The words `in relation to' are words of wide import. They are capable of referring to any relationship between two subject matters, in the present case the receipt of the bounty or subsidy, on the one hand, and the carrying on of the business, on the other of
O'Grady v The Northern Queensland Company Limited (1989-1990) 169 CLR 356 at 364-365 per Brennan J and at 376 per McHugh J. As McHugh J (at 376) points out, the degree of connection will be `a matter of judgment on the facts of each case'. If the relationship were a merely remote one, para. (g) would have no operation. What is necessary, at the least, in the present context is that there be a real connection. But the existence of the alternative first limb of the paragraph makes it clear that the relationship need not be direct, it may also be indirect.''

17. The DRAP grant to the Plants clearly constituted financial assistance which was an aid or a help to them in the construction of their new workshop. It was a subsidy.

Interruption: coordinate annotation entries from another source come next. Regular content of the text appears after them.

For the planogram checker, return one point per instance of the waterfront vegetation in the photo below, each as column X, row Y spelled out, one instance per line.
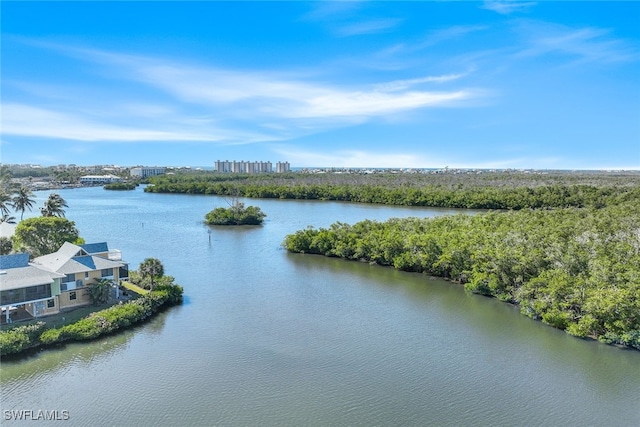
column 164, row 293
column 236, row 214
column 489, row 190
column 563, row 246
column 96, row 324
column 121, row 186
column 575, row 269
column 44, row 235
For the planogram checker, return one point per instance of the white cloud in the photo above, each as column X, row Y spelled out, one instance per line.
column 367, row 27
column 165, row 100
column 405, row 84
column 585, row 44
column 25, row 120
column 506, row 7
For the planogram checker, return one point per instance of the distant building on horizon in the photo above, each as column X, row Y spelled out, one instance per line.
column 99, row 179
column 145, row 172
column 241, row 166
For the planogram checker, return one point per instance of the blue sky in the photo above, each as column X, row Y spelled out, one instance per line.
column 548, row 85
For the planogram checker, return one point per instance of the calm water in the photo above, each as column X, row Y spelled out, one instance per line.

18. The new workshop formed part of the ongoing business of GSC. The Plants did not start up a new business entity when they built the new workshop. They continued their original business in the new premises.

19. The Plants did not create a separate business entity with the DRAP grant. They did not specifically apply the DRAP grant to a business entity devoted solely to employing redundant dairy farmers.

20. The DRAP grant was included in the total expenditure by GSC in the creation of the new workshop. The grant assisted in the creation of a bigger and more efficient workshop which it was hoped would improve the profitability of GSC and consequently improve the capacity of GSC to employ more workers, which in turn would boost the local economy.

21. The aims of the DRAP, the subsidy to GSC and the promotion of an expanded business and hopefully expanded profitability of the business of GSC were all inextricably linked.

22. In my view the subsidy provided by the DRAP to GSC was directly related to the carrying on of the Plant's business.

23. Alternatively, the grant was directly related to improving the local economy and indirectly related to the carrying on of the Plant's business.

24. In either case the provisions of section 15-10 have been satisfied because the grant was received by the Plants in relation to their carrying on the business of GSC.

25. Consequently, I find that the DRAP grant was correctly included in the assessable income of Katherine Mary Plant.

26. The objection decision is affirmed.